Problem 80 from Project Euler.

The problem tells us that if the square root of a natural number is not an integer, it is irrational.
Project Euler also claims that it is well known. I did not know it.

We are then told that the square root of 2 is 1.4142135623730950… And that the digital sum of the first 100 digits is 475.

The task is now to take the first 100 natural numbers. And find the total of the digital sums for the first 100 digits for all the irrational square roots.

Lets begin by figuring out how to handle that many digits. R does not support more than around 15 places after the decimal point.

The library Rmpfr can handle arbitrary precision:

library(Rmpfr)
a <- sqrt(mpfr(2,500))

The variable a now contains the square root of 2 with a precision of 500 bytes. I’m not quite sure how many decimal places that actually translates to. But testing the following code allows me to conclude with confidence that it is at least 100.

A thing to note here is, that

a <- mpfr(sqrt(2),500)

and

a <- sqrt(mpfr(2,500))

are not equal. In the first exampel sqrt(2) is evaluated before saving the value with the high precision. Start by converting the number 2 to a high precision representation, before doing math on it.

Next is writing a function that will return the digital sum of the first 100 digits of a number.

digitsum <- function(x){
  s <- 0
  for(i in 1:100){
    s <- s + floor(x)
    x <- (x - floor(x))*10
  }
  s
}

First s is initialized to 0. Then floor(x) gives us the first digit in x. We add that to s, and subtract it from x, and multiply by 10. Repeat that 100 times, and you get the sum of the first 100 digits in x.

Let us test that it works. Project Euler told us what the result for sqrt(2) is:

digitsum(a)
## 1 'mpfr' number of precision  500   bits 
## [1] 475

Nice, the correct result (not that that guarantees that I’ve done everything correctly).

Now, lets find all the irrational square roots we need to look at:

library(purrr)
t <- 1:100
s <- t %>%
  keep(~as.logical(sqrt(.x)%%1))

I need to practice this way of coding a bit more. t contains the first 100 natural numbers. I pass that to the keep()-function, and the predicate function takes the square root of each number, take the modulus 1, and convert it to a logical value. If the modulus of the square root is 0, the square root is an integer, and 0 i false. So we’re keeping all the non-integer squareroots.

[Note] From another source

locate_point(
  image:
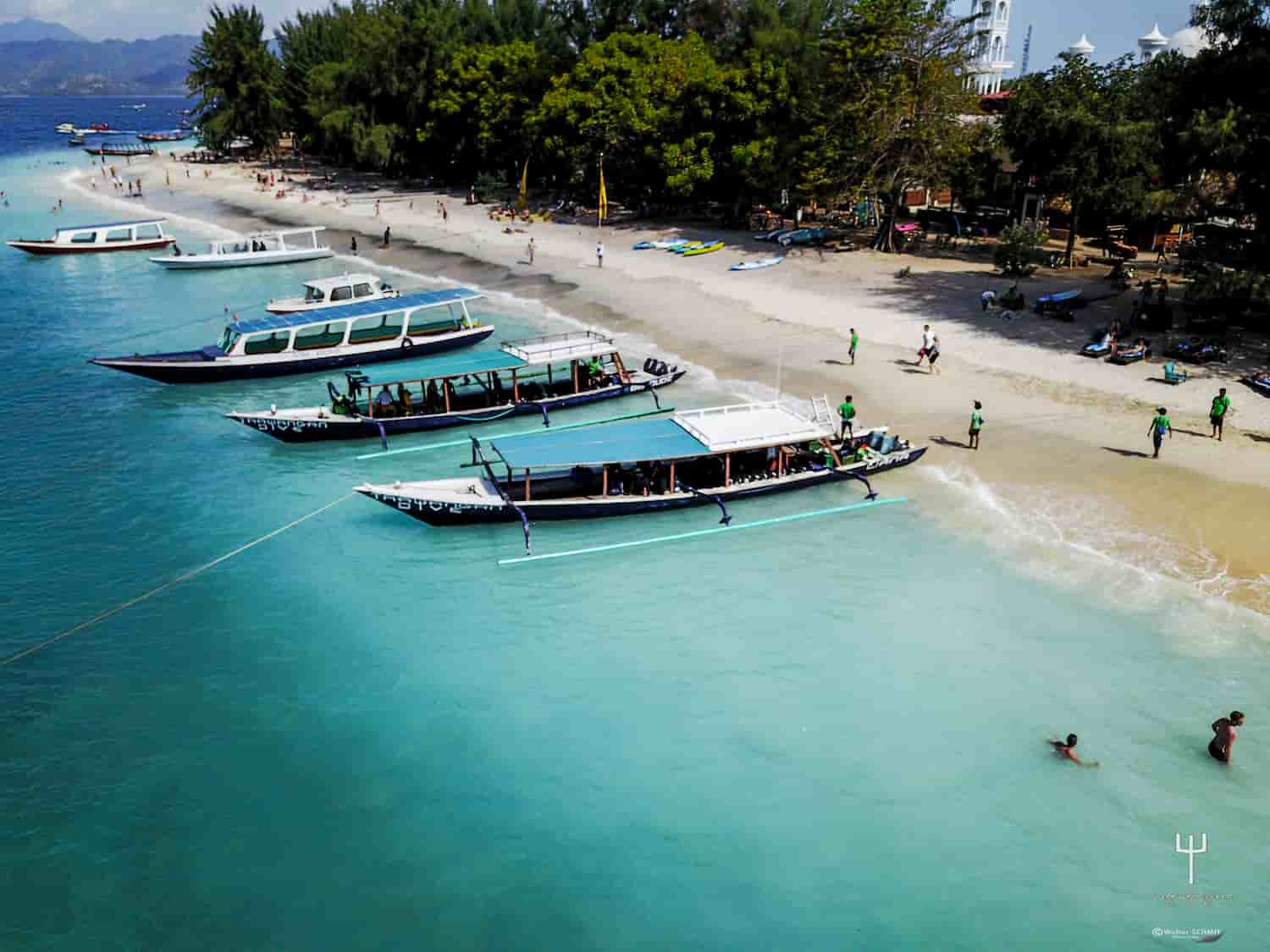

Now I’ll convert all the natural numbers to the mpfr-class. The next line takes the square root. The third line calculate the digitalsum. And the final line gives us the result.

s <- mpfr(s,500)
r <- sqrt(s)
r <- digitsum(r)
sum(r)
## 1 'mpfr' number of precision  500   bits 
## [1] censored

Lessons learned:
Rmpfr allows us to work with (more or less) arbitrary precision.
But we need to convert numbers to the relevant class before doing math on it.